The addicts have fallen off the wagon. Again. Alert the media.
Of course, they won't listen to you -- because they are the ones who are addicted. After swearing off the trivial, the titillating and the trashy in the wake of Sept. 11, the media are once again overdosing on their overwrought, over-the-top, overkill coverage of the arrest of D-grade celebrity Robert Blake.
The telltale signs that the media machine is heading for a big-time Blake bender are all there: the "stop the presses!" breathlessness, the contrived sense of importance, the rampant speculation, the "special report" break-ins, the trotting out of all the usual experts. We even had Geraldo weighing in on Blake. From the Middle East, where some actual news was purportedly taking place -- although you wouldn't have known it from the coverage.
This is why I have decided to step in and stage an early intervention before things get completely out of hand. It's bad enough watching what the craving for scandal-driven ratings does to otherwise intelligent journalists. But what I really can't stomach is the thought of the inevitable next round: the orgy of thoughtful and noble-minded hand-wringing and self-flagellation that is sure to come after the Blake bacchanal runs its course and the media wake up with a head-splitting hangover, wondering "What the hell are we doing with this lampshade on our head?"
In the weeks following 9/11, you couldn't turn on the TV or pick up a paper without coming upon assorted media mavens offering heartfelt mea culpas, vowing with white-hot sincerity -- the kind only an ex-addict can muster -- that they had, once and for all, kicked the ersatz crisis habit. "From here on out, we're going to be serious. Seriously."
Taking personal inventory of their transgressions, they promised that, henceforth, they would be talking about real news, real issues and real problems instead of Gary Condit, shark attacks and stained blue dresses. "The networks," declared CBS News president Andy Heyward, "will be focusing on what they should be doing." I guess he forgot to add that this renewed focus would have a six-month expiration date.
The pathetic thing is that newshounds can't even enjoy the Blake buzz.

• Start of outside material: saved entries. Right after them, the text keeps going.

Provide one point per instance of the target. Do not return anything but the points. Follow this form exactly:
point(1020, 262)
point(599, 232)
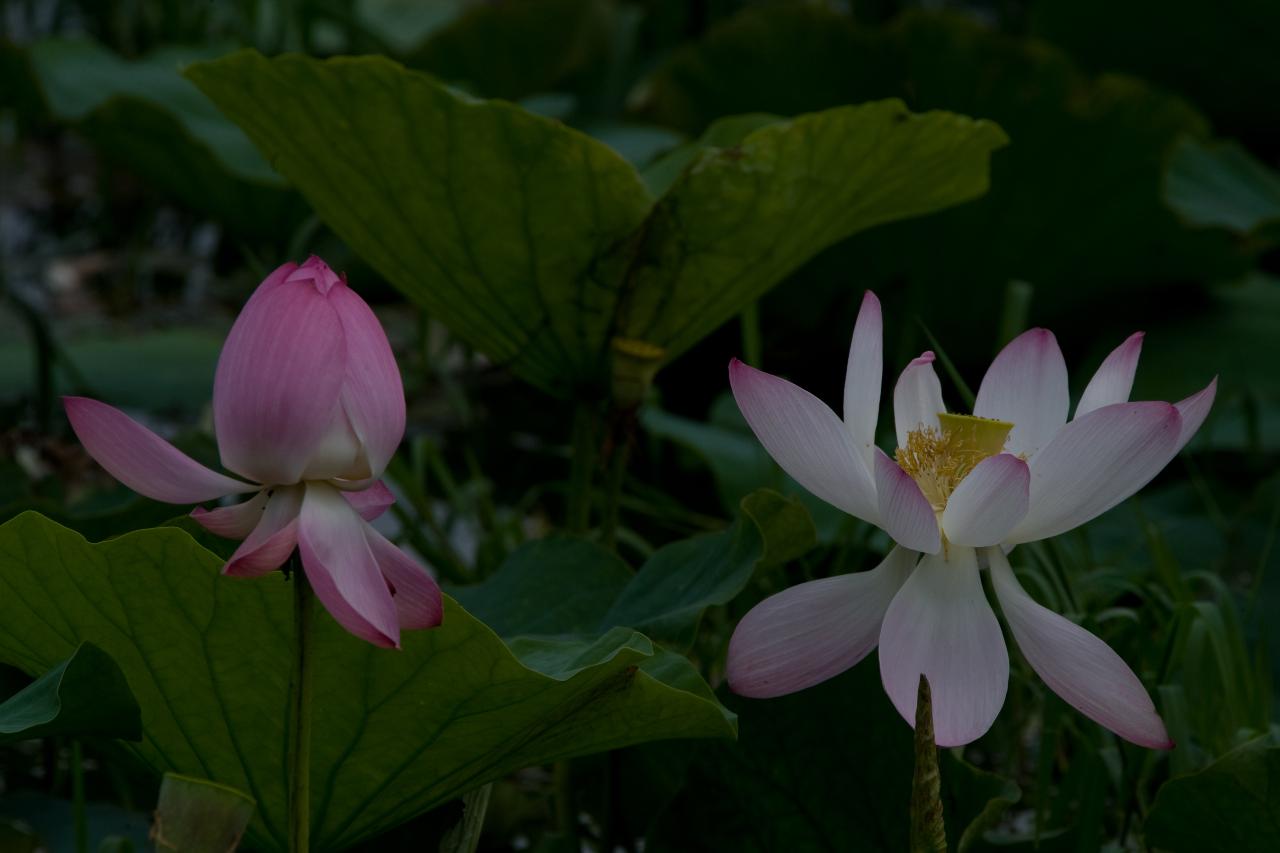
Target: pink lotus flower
point(309, 405)
point(959, 491)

It's too hard for them, after their post-Sept. 11 detox, to pretend to be unaware that what they're doing is wrong. They're like Jack Lemmon and Lee Remick in the last reel of "Days of Wine and Roses." They're no longer drinking to get high; they're just hoping to avoid delirium tremens -- which in TV land translates to "big time ratings slump." You know, just a little pick-me-up to "take the edge off."
This has led to some of the most schizophrenic television since Sally Field portrayed Sybil, with anchors careening wildly between loving and loathing the Blake-Bakley soap opera -- often in the same moment. Witness the brilliantly bifurcated exchange on last Friday's "Larry King Live," in which King solemnly asked lawyers-turned-pundits Mark Geragos and Nancy Grace if we could expect another "media circus." Geragos responded that, because of the "real explosion in cable TV news," it could be bigger than O.J. This seemed to buoy everyone's sprits. "That's tabloid heaven," enthused King. "We can count on both of you?"
"Front and center," chirped Grace, bellying back up to the bar.
Even CNN's resident intellectual, Aaron Brown, preempted his scheduled show to pump the Blake arrest. "There is news to report on the Middle East," he said almost apologetically. "There's been an awful train derailment in Florida, but the Blake case is breaking, and it is news." If you say so, Aaron. I guess if it's on CNN, it's news. But not, apparently, the other way around.
After all, who has time to cover the world when you've cut a sweetheart deal with the victim's sister? In exchange for airfare, hotel room, and a limo, CNN secured the exclusive rights to Margerry Bakley's reaction to Monday's arraignment. And, boy, did the network get its money's worth, booking Bakley on all its signature shows, including Paula Zahn, "TalkBack Live," Wolf Blitzer and "Larry King Live." It was All-Margerry, All-the-Time.
Getting loaded on the Blake story shows just how desperate the media addicts have become. Let's be honest, it's a pretty low-grade high. At least with O.J., they were under the influence of the Peruvian flake of celebrity scandals. With Blake, they've been reduced to huffing paint fumes. Which, as we all know from watching "Cops," causes brain damage. So I've decided to go cold turkey on this turkey. This column is the last I will have to say on the subject. And not only will I never talk about this sorry and sordid story on radio or TV, I promise to immediately switch channels anytime anyone else starts talking about it. Even if the only station not covering it is the Golf Channel.
And I invite you to join me in this multimedia intervention. Don't be an enabler. Let's boycott the big top when this media circus comes to town.